Haemobilia (bleeding in the biliary tree) occurs when conditions produce an abnormal communication between blood vessels and bile ducts.[1] It is rare and diagnosis requires a degree of diagnostic suspicion. Haemobilia may be major, causing life-threatening haemorrhage, or minor.[2] It can present many weeks after the initial injury.[3] Bleeding can lead to biliary obstruction.

Haemorrhage into the biliary tree is predominantly arterial in origin due to the high-pressure differential between the hepatic artery and bile ducts.[4]

The most common cause is liver biopsy. Other more common causes include trauma, malignancy, arterio-biliary or arterio-portal fistula and pseudoaneurysm of the hepatic arteries.[1] Haemobilia may be due to:

  • Trauma: injury may be blunt (eg a fall, road traffic accident) or penetrating (eg stab or gunshot injuries); this can lead to bleeding from an intrahepatic branch of the hepatic artery into a bile duct.
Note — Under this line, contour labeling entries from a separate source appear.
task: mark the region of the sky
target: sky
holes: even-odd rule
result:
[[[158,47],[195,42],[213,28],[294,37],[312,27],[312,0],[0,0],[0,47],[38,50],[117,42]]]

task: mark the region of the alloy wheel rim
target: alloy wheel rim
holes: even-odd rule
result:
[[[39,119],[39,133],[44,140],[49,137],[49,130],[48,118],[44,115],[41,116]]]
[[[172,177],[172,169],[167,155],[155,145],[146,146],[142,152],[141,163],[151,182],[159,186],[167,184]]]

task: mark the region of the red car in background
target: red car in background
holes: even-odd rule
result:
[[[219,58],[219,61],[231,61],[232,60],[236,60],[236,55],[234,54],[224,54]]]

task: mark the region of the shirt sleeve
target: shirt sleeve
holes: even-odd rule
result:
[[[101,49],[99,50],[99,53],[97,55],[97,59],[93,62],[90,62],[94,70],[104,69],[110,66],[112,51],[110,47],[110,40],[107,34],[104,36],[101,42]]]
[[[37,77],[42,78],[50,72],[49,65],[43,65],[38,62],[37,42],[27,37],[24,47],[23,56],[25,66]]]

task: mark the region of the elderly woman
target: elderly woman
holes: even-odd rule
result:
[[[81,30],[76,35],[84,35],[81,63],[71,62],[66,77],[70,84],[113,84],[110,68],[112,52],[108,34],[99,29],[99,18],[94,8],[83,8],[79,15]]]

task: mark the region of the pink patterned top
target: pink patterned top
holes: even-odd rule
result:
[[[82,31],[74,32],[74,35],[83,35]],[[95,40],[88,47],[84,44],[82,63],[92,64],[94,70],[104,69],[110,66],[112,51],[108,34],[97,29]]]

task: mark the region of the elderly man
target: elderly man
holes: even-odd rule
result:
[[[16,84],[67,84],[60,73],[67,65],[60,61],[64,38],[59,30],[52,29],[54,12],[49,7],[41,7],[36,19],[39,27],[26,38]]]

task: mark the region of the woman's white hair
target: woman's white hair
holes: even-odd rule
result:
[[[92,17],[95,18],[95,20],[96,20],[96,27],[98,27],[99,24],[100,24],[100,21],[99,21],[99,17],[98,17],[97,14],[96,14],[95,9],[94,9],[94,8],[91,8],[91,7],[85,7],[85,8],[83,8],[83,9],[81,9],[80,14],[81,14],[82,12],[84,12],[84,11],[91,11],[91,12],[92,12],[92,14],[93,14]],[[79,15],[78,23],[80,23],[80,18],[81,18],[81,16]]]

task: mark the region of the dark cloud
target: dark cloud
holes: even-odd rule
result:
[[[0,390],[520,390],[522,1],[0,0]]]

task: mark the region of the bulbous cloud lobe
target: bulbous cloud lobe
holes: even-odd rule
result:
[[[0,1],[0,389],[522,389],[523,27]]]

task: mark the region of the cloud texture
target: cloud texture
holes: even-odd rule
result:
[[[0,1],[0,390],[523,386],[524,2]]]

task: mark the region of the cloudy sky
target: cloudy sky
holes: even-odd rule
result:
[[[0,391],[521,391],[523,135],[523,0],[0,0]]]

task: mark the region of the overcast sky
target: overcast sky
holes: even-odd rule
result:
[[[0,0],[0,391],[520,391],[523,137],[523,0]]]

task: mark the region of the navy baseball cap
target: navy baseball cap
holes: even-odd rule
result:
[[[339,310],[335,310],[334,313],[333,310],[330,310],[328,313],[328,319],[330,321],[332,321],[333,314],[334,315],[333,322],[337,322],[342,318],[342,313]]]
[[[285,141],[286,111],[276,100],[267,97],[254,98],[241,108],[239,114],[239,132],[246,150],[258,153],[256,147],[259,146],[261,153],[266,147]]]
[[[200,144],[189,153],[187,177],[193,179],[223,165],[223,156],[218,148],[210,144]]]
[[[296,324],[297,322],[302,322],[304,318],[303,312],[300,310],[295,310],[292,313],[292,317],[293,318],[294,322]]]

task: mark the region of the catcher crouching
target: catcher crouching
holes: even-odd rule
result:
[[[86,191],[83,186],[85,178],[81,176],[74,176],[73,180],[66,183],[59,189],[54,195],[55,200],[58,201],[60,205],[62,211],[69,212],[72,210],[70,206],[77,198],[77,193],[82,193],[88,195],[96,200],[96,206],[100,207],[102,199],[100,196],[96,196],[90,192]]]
A report from Cape Town included 30 patients over 36 years who had traumatic liver injury that led to haemobilia.[5] The report stated that haemobilia occurs in fewer than 3% of liver injuries.
  • Gallstones.
  • Infection, eg, liver abscess, ascariasis.
  • Hepatic artery aneurysm.
  • Liver tumours: these include cholangiocarcinoma, hepatocellular carcinoma.[6, 7]
  • Iatrogenic causes: including percutaneous biliary drainage procedures, percutaneous liver biopsy, liver transplantation and operative trauma, anticoagulation. A review of 222 cases of haemobilia from Southampton found that two thirds of cases were iatrogenic and that accidental trauma accounted for only 5%.[2, 8, 9]
  • Bleeding disorders, eg, haemophilia.[7]
  • Bile duct arteriovenous malformations.[10, 11]
  • Inflammatory conditions, eg, polyarteritis nodosa.
  • Cholecystitis (very rarely).[12]

There is concern that the increased use of invasive procedures and the trend toward conservative management of major trauma has resulted in an increased incidence of haemobilia. However, the Southampton review concluded that there was no evidence that the conservative management of accidental liver trauma increases the risk of haemobilia.[2]
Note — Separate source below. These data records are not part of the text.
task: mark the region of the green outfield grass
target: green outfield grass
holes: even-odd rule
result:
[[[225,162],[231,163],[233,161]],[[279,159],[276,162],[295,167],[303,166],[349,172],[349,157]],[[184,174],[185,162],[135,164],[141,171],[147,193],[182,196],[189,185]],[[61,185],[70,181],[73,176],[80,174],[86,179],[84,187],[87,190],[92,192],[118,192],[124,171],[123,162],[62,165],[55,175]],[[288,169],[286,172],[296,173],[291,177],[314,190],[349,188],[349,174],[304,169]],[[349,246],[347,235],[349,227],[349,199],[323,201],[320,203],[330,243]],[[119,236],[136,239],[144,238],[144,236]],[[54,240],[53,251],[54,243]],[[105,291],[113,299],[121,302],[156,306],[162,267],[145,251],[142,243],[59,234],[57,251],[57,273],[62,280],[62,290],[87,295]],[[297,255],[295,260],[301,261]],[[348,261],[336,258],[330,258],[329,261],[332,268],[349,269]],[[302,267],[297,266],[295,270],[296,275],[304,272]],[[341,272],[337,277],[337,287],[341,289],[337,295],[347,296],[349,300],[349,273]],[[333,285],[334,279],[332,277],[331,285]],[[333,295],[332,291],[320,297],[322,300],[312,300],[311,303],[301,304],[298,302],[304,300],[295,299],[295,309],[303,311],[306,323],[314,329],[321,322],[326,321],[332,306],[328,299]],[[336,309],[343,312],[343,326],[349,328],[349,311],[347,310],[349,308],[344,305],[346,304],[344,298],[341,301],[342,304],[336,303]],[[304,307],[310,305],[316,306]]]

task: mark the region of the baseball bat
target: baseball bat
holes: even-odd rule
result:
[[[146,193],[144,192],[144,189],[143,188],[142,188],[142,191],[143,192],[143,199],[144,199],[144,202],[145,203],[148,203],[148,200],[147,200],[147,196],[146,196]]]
Although rare, haemobilia should be considered in upper abdominal pain associated with upper gastrointestinal bleeding, especially when there is a history of liver injury or instrumentation.
  • Presenting symptoms include melaena, abdominal pain, haematemesis, and jaundice. Slowly bleeding lesions may present as iron-deficiency anaemia.
  • The clinical triad of jaundice, upper abdominal pain, and obscure upper GI bleeding suggests a biliary tract bleeding source. However, only 22-35% of patients will have all these three symptoms.
  • In patients with a percutaneous transhepatic biliary drain in place, bloody output from the biliary drain or along biliary drain tract may be the first sign of haemobilia.
  • The onset of bleeding after an interventional procedure or trauma is variable, ranging from a few days to months. Most commonly, haemobilia occurs within 4 weeks of bile duct injury. Iatrogenic endoscopic retrograde cholangiopancreatography (ERCP)-related haemobilia tends to occur immediately after or within several days of the procedure. Delayed onset can be due to bile stasis, hepatic necrosis, or a slowly expanding pseudoaneurysm.
  • Chronic bile duct erosion and inflammation can also result in injury to adjacent vessels and delayed-onset haemobilia.
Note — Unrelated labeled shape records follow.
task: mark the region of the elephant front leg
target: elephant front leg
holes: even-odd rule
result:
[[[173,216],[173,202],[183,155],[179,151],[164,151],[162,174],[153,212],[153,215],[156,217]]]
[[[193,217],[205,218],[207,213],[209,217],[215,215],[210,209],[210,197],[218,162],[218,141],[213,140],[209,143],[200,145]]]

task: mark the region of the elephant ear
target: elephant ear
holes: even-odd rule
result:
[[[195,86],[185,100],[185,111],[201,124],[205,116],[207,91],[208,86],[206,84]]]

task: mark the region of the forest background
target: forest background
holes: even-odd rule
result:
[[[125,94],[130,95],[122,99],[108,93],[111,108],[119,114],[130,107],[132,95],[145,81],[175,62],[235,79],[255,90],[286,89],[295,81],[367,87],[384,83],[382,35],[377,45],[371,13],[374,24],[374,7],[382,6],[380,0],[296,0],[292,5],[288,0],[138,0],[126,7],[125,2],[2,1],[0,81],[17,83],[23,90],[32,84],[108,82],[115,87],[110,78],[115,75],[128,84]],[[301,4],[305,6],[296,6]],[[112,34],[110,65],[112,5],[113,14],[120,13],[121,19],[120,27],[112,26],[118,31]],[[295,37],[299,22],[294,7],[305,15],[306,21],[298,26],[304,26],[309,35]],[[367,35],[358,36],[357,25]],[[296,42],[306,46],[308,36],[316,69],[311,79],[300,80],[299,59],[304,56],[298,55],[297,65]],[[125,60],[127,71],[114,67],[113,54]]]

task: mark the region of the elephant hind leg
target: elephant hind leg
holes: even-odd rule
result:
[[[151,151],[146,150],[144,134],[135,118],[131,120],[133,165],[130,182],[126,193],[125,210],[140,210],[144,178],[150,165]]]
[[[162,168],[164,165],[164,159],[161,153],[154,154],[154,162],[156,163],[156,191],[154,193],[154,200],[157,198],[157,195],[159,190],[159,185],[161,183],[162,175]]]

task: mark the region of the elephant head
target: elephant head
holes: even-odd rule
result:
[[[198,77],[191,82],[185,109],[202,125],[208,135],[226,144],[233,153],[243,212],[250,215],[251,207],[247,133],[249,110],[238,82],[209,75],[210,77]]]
Haemobilia is frequently accompanied by clot formation within the biliary system. Clot formation may result in biliary obstruction and jaundice.

  • Blood tests:
    • FBC: there may be an iron deficiency anaemia with a microcytic, hypochromic picture and low ferritin if blood loss is prolonged. In the acute phase haemoglobin can be normal.
    • LFTs: cholestatic jaundice with elevated bilirubin and liver enzymes, especially alkaline phosphatase.
  • Endoscopy:
    • Endoscopy is diagnostic in only 12% of cases, by visualising blood draining from the papilla of Vater.[3]
  • Imaging:
    • CT or MRI scanning may show evidence of a clot. CT may be useful in identifying haemobilia as a complication of blunt liver trauma.[13]
    • MRI with cholangiopancreatographic sequences and T1- and T2-weighted MRI may help to detect haemobilia.[14]
    • Diagnosis of haemobilia is usually achieved by angiography.[2]
    • Treatment is often possible at the same time as angiography by embolisation of the lesion.[2, 5]
  • This depends on the underlying cause.
  • Assessment and management of Airway, Breathing and Circulation (ABC) should take place in the first instance.
  • Conservative management may be all that is needed in minor bleeding.
  • In iatrogenic cases, conservative management is often adequate, as bleeding can stop spontaneously.
  • Interventional angiography remains the first treatment option of haemobilia. Selective arterial ligation or hepatectomy remain the options in case of lack of angiography or insufficient results after embolisation.
  • The mortality rate in the Southampton review discussed under 'Aetiology', above, was 5%.[2]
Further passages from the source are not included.